Persone che si sono trovate di fronte ad una scelta: combattere il nazifascismo o obbedire alla Repubblica sociale, pena la fucilazione. Ma pensiamo anche alla scelta autonoma fatta dalla donne, anche loro giovanissime, che non ebbero l’urgenza di dover sfuggire ai bandi militari di reclutamento, ma che dovettero  comunque scegliere da che parte stare. Questa fu una generazione a cui venne posto un dilemma: stare dalla parte del mondo che fino a quel momento li aveva educati o prendere in mano il futuro dell’intero paese. In quel momento i giovani erano quelli che non avevano colpe, al contrario delle generazioni più anziane che avevano aderito e si erano entusiasmati per Mussolini. Le lettere dei partigiani condannati a morte sono il lascito morale, esistenziale e politico più significativo di quella generazione che ha fatto la resistenza. 

Cosa è cambiato da allora? 

Tutto, direi. Oggi non c’è una divisione politica e generazionale, la  stessa che a quel tempo aveva permesso l’emergere dei giovani come forza trainante del futuro e della democrazia. Credo che la storia successiva abbia reso difficile la possibilità che le giovani generazioni potessero svolgere un ruolo di questo tipo, per fortuna vista la tragedia della guerra.

Come preservare l’eredità di quel periodo?

La resistenza è la nostra democrazia e la nostra Costituzione, va difesa, ricordata e, se occorre, anche migliorata come già accaduto in passato. Serve una visione seria e completa di quello che è stato quel periodo, sottraendolo alla dialettica di contrapposizione di stampo politico e ideologico di chi vorrebbe negare o dimenticare quella esperienza che è un pezzo di storia fondamentale e che oggi abbiamo la possibilità di ricostruire nella sua complessità: nelle sue luci e nelle sue ombre, ma che va ricordata come un momento cruciale della nostra storia. Spesso invece la resistenza è oggetto di battaglie di memoria più che di apprendimento storico. Una polemica ideologica che spesso anche i media accentuano, invece di dare spazio a alle ricostruzioni storiche.

Cosa significa oggi la parola “resistenza”?

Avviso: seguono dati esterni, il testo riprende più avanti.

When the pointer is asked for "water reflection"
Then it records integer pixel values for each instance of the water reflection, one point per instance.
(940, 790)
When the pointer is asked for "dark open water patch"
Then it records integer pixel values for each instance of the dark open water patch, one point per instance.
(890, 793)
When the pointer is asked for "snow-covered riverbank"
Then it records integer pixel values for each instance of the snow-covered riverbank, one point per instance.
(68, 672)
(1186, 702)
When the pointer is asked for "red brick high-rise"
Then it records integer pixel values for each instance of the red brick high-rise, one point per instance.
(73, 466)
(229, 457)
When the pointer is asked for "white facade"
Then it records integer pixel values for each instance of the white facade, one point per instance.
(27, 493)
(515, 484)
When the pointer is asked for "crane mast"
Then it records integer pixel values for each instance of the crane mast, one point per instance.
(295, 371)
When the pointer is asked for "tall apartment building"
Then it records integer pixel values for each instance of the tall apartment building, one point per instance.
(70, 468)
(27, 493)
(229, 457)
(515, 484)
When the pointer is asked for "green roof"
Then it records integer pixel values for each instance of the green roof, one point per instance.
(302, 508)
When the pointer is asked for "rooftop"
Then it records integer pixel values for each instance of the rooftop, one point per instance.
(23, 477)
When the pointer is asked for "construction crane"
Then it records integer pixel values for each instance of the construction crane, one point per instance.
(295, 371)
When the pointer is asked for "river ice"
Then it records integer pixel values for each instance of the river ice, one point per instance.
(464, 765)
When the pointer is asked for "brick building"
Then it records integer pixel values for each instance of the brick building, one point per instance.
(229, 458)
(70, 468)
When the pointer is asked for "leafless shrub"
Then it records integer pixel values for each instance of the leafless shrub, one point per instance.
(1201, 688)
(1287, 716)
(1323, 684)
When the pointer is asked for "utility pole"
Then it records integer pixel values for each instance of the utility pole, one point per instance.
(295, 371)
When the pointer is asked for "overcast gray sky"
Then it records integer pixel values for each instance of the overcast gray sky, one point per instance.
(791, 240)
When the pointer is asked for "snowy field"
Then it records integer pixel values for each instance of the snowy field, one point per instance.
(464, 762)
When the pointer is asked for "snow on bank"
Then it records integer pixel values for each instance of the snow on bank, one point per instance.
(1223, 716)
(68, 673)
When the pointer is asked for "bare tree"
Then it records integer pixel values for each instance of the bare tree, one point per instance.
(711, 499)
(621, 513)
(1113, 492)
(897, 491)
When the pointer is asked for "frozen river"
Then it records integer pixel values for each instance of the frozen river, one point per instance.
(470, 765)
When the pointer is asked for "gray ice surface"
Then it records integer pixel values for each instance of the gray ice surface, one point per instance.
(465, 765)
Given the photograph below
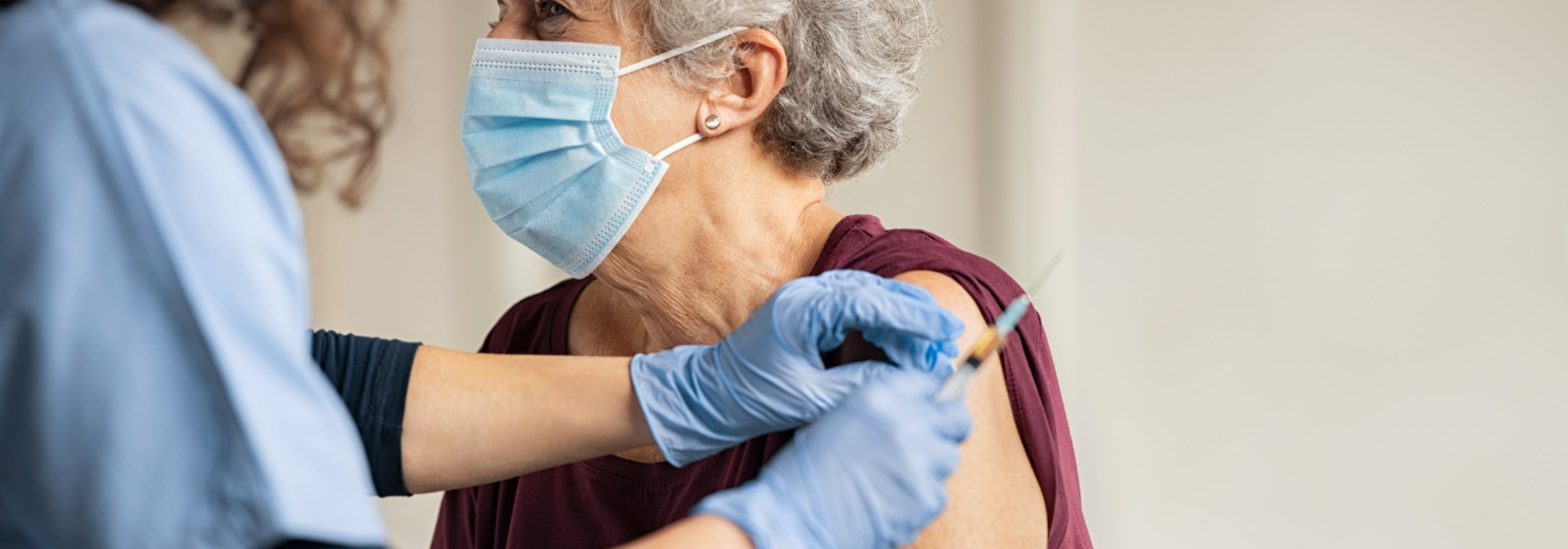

Su questa parola si è fatta un po’ di retorica. Spesso si fa riferimento a cose diverse e anche meno tragiche rispetto a quelle per cui bisognava resistere nella primavera del ’45. Allora c’era la necessità di contrapporsi  ad un regime di occupazione dittatoriale, ad un totalitarismo feroce che voleva la distruzione di chiunque cercasse la libertà in tutta Europa. Oggi si tratta di capire a cosa si vuole resistere e ognuno porta avanti il proprio obbiettivo, ma il rischio è che il risultato sia un grande mosaico di resistenze senza un filo che le accomuni. C’è chi si vuole resistere alla globalizzazione, alle disuguaglianze, alla mancanza di meritocrazia o ad altre cose. Al giorno d’oggi però non vedo un richiamo a quello che è stato il 25 aprile di 75 anni fa. E’ necessario capire cosa è stato il fascismo e cosa è stato l’antifascismo: due questioni che ormai appartengono ad una capitolo chiuso. Ma bisogna anche interrogarsi sulla rinascita di un neofascismo – diverso, spesso più aggressivo di quello del passato – e su come contrastarlo.